3.5 years ago by
United States
Hi Nisha,
In short, check out the differential expression Cuffdiff outputs. Conditions will have statistics to sort out the transcripts that are significantly associated with one condition versus another. Filter by condition. Then use the tracking outputs to locate the Cuffmerge coordinates for transcript and extract the fasta sequence. There are other methods - such as pulling out all the transcripts first, then filtering by conditions by identifier matches in the tracking files, but I have found this way to be quicker (fewer steps).
More detail: Each transcript will have some mix of reads from the conditions - specifically for the regions of the transcript in common between the conditions. This will be the case for most of the data. The exceptions will be cases where a transcript (or possibly gene) is only expressed in a particular condition (specifically - one or more expressed transcripts that do not share enough exon sequence meeting the paired-end mapping criteria set in earlier steps). Reads from conditions map to transcripts in a many-to-many relationship.
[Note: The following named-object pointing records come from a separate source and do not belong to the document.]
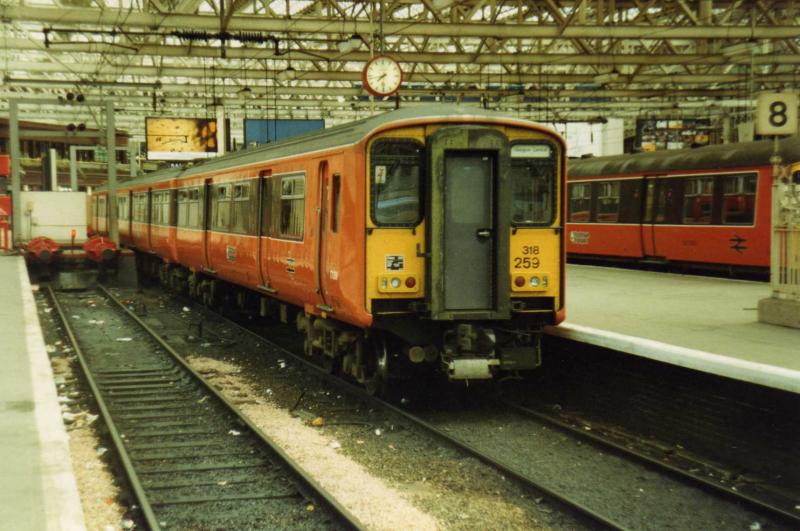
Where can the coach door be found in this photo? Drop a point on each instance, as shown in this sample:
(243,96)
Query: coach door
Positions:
(264,226)
(469,216)
(651,184)
(207,198)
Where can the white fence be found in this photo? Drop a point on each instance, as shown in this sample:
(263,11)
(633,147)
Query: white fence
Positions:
(786,242)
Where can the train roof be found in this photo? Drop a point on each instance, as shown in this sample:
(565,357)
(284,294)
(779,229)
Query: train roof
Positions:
(340,135)
(720,156)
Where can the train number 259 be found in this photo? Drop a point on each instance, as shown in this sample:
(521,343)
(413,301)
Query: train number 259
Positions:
(530,260)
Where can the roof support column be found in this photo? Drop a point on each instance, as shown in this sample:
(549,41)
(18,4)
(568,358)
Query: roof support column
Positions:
(111,148)
(16,177)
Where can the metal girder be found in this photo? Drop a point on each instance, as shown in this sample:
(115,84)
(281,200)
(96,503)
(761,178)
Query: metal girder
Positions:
(165,21)
(220,74)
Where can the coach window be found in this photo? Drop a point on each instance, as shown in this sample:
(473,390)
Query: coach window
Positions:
(580,202)
(668,203)
(533,170)
(396,182)
(608,202)
(698,200)
(289,212)
(221,207)
(183,207)
(738,199)
(240,221)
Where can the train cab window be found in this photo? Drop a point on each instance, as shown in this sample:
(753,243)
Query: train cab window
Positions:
(738,199)
(221,207)
(698,200)
(533,169)
(580,202)
(608,202)
(396,182)
(240,215)
(289,207)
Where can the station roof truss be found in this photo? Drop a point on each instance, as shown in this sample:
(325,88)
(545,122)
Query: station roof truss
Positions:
(547,60)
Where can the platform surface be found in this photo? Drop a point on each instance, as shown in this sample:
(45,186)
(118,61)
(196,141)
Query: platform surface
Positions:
(37,485)
(702,323)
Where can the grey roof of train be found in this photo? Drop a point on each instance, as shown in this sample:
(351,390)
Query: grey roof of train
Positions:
(709,157)
(340,135)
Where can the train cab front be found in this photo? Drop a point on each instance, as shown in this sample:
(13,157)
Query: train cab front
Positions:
(465,247)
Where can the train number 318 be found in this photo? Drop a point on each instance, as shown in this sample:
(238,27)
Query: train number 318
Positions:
(530,260)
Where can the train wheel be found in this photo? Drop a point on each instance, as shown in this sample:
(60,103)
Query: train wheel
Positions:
(377,379)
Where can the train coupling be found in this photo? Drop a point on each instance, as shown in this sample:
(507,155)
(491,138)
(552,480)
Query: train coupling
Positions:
(472,353)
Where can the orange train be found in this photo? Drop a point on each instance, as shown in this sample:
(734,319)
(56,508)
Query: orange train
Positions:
(704,208)
(422,239)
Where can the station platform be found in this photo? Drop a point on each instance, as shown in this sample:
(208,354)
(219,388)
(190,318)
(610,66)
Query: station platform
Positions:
(701,323)
(37,486)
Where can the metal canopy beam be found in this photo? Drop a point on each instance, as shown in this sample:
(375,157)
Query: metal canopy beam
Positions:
(170,21)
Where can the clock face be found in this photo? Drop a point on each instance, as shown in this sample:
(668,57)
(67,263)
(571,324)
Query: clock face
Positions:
(382,76)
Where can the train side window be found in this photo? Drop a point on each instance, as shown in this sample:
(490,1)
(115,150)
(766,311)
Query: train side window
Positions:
(608,202)
(580,202)
(221,207)
(668,201)
(396,182)
(533,169)
(738,199)
(240,216)
(335,199)
(183,207)
(289,207)
(194,216)
(698,200)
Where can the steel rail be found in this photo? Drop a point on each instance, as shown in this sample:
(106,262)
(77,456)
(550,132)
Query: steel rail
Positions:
(307,485)
(651,461)
(360,393)
(133,477)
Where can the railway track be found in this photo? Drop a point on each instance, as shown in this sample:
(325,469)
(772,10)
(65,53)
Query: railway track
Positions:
(191,459)
(541,488)
(692,472)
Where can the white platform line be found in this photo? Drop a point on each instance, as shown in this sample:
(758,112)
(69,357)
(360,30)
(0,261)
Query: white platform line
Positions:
(63,510)
(699,360)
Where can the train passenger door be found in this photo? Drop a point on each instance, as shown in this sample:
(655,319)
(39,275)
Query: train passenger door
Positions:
(265,210)
(149,206)
(650,185)
(322,229)
(207,198)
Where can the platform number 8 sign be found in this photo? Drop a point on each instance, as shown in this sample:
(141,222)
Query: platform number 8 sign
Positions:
(776,113)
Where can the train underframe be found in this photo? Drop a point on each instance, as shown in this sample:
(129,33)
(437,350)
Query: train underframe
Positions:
(395,350)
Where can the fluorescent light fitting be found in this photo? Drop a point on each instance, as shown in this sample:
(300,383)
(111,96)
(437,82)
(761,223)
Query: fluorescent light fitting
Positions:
(286,75)
(441,4)
(739,48)
(602,79)
(349,45)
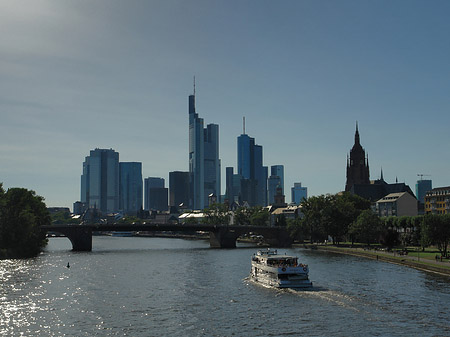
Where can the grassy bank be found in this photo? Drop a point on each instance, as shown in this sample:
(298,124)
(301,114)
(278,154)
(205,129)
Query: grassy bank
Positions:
(414,261)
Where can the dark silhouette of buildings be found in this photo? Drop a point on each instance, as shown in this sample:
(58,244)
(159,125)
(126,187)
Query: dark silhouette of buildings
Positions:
(357,165)
(358,181)
(179,189)
(204,162)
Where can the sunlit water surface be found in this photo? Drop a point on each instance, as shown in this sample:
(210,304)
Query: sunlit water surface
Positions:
(174,287)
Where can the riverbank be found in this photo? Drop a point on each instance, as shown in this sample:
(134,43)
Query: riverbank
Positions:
(442,268)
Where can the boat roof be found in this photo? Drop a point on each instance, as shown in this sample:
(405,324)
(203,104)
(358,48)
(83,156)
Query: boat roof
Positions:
(273,254)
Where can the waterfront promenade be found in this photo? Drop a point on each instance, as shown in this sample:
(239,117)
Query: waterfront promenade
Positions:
(411,259)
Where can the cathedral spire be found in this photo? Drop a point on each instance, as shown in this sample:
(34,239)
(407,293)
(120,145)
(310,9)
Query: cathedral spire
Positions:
(356,134)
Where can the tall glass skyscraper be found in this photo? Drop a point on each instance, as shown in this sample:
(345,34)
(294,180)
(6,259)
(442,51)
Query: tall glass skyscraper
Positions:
(278,170)
(100,180)
(298,193)
(130,191)
(204,163)
(179,189)
(156,195)
(250,168)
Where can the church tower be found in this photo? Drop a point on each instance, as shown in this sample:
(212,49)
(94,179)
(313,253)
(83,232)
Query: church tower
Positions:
(357,165)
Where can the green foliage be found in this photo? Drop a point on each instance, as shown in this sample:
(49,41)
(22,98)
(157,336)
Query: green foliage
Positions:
(298,229)
(280,220)
(243,215)
(329,215)
(253,216)
(436,230)
(367,228)
(216,214)
(61,218)
(22,212)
Cufflinks does not create "consensus" sequences - the output is just where in the genome these are located (coordinates). If you extract fasta sequence from the genomic based on those coordinates, splicing differences will be represented, which is the important part (minor changes in read content that did not impact slices should not be a factor for differential expression analysis).
Use tools like "Filter" and/or "Select" to separate transcripts by condition in CuffDiff output. Then tools in the group "Join, Subtract and Group", such as "Join two datasets" will help when tracing back from tracking files between the output files from the different outputs. Once you have the targeted Cufflinks coordinates grouped by condition, do the fasta extraction using the tool "Extract Genomic DNA". Those fasta transcripts can then be run through BLAST+ and mapped to GO terms.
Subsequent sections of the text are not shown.